Calme campagne
Dans ce qui devait être une campagne électorale pour l’ensemble des communes du territoire, les hommes et les rares femmes politiques sont d’une discrétion remarquable.
À peine une ou deux listes sont affichées, laissant vides la plupart de ces panneaux informes “réservés à cet effet”. Les candidats s’excusent presque de leur candidature quand ils traversent les rues pour aller vers des permanences badigeonnées d’emblèmes et qui, seules, rappellent que quelque chose se passe.
Pour la première fois dans l’histoire du multipartisme, les journaux ne trouvent pas, ou si peu, matière à couvrir une “campagne électorale”. Quelques titres qui en font encore un sujet de principe s’échinent à monter leur dossier quotidien sur “l’événement”.
Les chefs politiques se démènent pourtant pour combattre le désintérêt populaire royal pour cette formalité de plus. Parfois au prix de révolutionnaires retournements : des chefs de gouvernement se scandalisent des fraudes de l’administration et dénoncent “la poignée de voyous” qui tient en otage l’avenir “des 99,99% de bons Algériens” !
Cocasse et dérisoire acharnement verbal par lequel ceux qui ont durablement exercé leur arbitraire et ceux qui les ont soutenus nous prennent à témoin des méfaits du… pouvoir. De leurs méfaits.
Les Algériens ne sont pas nombreux à suivre ces échanges à fleuret moucheté, ces accusations mutuelles masquées. On ne s’attaque pas franchement dans le sérail : cela risque de donner des arguments au peuple qui, lui, doit être condamné à choisir entre Moussa El-Hadj et El-Hadj Moussa.

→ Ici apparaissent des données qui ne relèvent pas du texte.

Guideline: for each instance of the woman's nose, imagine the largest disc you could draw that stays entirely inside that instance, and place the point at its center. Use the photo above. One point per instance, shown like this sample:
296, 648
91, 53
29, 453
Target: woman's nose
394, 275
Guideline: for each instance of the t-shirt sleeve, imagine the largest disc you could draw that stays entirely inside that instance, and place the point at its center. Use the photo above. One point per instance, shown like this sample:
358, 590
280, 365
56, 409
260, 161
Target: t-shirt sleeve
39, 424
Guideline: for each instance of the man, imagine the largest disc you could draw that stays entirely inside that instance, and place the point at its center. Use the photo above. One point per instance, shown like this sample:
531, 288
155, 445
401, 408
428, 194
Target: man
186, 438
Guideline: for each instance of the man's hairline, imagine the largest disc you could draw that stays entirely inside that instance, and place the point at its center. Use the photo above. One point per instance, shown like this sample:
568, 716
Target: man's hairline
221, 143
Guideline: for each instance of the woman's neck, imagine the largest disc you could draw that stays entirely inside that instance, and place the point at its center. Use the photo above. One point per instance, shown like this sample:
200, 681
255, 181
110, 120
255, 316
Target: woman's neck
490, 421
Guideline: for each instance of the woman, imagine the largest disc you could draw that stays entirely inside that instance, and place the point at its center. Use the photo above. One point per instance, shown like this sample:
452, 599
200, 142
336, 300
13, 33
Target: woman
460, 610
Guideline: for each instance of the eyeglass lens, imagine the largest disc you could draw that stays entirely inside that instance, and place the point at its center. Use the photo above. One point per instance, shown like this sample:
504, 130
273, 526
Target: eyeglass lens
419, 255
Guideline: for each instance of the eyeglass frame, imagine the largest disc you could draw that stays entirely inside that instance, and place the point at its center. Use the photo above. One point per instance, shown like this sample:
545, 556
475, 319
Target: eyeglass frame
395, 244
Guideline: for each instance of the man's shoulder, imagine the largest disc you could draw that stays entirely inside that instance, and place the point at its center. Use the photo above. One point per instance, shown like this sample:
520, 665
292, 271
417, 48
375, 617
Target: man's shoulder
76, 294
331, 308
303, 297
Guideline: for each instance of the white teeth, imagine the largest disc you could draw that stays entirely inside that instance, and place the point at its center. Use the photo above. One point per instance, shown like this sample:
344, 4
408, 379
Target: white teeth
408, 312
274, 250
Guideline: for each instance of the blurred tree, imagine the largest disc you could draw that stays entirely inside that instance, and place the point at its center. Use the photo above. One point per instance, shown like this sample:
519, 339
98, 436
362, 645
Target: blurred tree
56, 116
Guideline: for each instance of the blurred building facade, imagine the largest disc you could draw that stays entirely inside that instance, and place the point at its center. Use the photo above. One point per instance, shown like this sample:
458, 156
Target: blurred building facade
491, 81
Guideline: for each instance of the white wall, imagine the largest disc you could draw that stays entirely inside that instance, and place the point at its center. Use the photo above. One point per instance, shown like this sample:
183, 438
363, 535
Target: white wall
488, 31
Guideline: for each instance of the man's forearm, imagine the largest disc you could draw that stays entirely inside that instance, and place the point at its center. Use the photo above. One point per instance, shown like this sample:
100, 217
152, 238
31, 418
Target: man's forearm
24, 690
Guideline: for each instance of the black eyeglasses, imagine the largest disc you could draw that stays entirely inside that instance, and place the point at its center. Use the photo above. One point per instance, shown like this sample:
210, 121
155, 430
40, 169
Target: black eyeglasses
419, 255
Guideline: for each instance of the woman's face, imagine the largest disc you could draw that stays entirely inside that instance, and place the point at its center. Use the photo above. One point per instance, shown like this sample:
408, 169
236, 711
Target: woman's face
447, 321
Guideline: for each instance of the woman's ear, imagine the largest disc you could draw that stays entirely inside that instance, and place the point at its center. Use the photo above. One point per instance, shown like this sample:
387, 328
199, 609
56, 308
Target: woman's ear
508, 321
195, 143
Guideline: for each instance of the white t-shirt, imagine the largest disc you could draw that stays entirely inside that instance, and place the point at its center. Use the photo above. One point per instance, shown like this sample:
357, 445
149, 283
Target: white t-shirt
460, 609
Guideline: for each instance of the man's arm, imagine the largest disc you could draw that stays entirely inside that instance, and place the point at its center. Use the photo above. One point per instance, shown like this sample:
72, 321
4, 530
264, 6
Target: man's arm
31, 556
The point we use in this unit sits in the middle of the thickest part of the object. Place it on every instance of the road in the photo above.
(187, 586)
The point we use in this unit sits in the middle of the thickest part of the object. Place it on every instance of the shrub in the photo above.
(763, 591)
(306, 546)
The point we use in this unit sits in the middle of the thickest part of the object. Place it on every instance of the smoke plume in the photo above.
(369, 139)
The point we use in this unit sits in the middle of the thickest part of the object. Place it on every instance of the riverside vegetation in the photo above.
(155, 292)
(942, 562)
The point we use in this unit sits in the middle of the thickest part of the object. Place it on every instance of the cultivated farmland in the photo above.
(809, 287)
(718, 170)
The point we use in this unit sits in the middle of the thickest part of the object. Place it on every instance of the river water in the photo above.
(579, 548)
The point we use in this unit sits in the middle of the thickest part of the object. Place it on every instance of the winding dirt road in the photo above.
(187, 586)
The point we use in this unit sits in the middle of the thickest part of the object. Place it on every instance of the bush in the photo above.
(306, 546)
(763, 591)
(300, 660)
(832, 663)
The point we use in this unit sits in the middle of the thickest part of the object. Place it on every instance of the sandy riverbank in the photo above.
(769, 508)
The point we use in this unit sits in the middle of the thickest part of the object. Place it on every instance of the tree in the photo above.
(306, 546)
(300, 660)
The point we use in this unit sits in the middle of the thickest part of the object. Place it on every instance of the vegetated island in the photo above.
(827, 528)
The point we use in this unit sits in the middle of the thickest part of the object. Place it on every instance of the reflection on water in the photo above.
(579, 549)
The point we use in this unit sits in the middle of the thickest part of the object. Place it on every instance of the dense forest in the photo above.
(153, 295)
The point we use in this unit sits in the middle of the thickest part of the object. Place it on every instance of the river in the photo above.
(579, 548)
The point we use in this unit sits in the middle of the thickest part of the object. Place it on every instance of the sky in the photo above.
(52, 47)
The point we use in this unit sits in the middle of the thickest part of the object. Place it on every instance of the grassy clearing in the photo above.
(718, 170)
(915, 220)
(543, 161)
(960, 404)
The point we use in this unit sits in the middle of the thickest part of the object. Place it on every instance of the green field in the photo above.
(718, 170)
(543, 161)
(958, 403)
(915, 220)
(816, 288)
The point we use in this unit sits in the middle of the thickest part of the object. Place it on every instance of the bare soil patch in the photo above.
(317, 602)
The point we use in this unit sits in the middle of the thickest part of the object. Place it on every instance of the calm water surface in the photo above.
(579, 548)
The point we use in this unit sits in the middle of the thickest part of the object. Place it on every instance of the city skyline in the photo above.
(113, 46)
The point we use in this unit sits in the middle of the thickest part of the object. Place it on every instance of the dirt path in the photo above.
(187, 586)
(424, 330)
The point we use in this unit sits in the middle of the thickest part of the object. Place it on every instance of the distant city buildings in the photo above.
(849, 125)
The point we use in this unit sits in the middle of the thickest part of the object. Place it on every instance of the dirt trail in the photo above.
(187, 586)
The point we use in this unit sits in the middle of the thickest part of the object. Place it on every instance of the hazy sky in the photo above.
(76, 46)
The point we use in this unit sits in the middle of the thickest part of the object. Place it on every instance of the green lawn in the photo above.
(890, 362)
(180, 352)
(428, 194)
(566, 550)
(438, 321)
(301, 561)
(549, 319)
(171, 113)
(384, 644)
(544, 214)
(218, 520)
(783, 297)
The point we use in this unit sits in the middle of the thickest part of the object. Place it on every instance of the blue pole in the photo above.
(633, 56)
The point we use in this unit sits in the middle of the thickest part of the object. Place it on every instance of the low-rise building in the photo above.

Ils sont de moins en moins nombreux les “électeurs” qui se laissent encore embarquer pour aller de Charybde en Scylla. Ce qui nous donne le droit à cette calme campagne, sans haut-parleurs, sans mouvement de foules, sans dobermans…
Les partis politiques ont leur vie, faite de montage et de bataille de listes, de prévisions sur la fraude, de putschs locaux, de contestation de directions. Dedans, la campagne bat son plein, bruyamment parfois. Dehors, le peuple a sa vie propre, faite de prix de la pomme de terre, de jeune voisin qui a pris la mer ou le maquis, de crédit automobile que la CNEP refuse à nouveau, de la peur et du froid des campagnes, des encombrements et de l’insalubrité.
Société et État mènent deux vies parallèles. En pleine campagne électorale, censée être un moment d’intense dialogue entre le pouvoir et la cité, le peuple tourne le dos à ses dirigeants. Après tout, l’inverse est vrai pour tout le reste du temps, tout ce temps où société et État ne communiquent qu’à travers les solidarités politico-financières, les réseaux de la rente, les entrelacements népotiques, la sociométrie des influences. Le discours magique et unique, censé entretenir la patience d’une population éprouvée par le dénuement, la bureaucratie, l’arbitraire, la nonchalance des élus et le spectacle de la rapine, ne fonctionne plus.
On pensait que le pouvoir et son armée d’hommes “politiques” le savent depuis le 17 mai. Ils ont su écouter les détonations des terroristes qui nous tuent, mais ils ne savent pas entendre le silence du quidam qui leur parle.
Ils dressent, seuls, leurs beaux bilans et tressent, seuls, leurs belles promesses. Ils n’ont que faire de notre attention ; ils se parlent à eux-mêmes.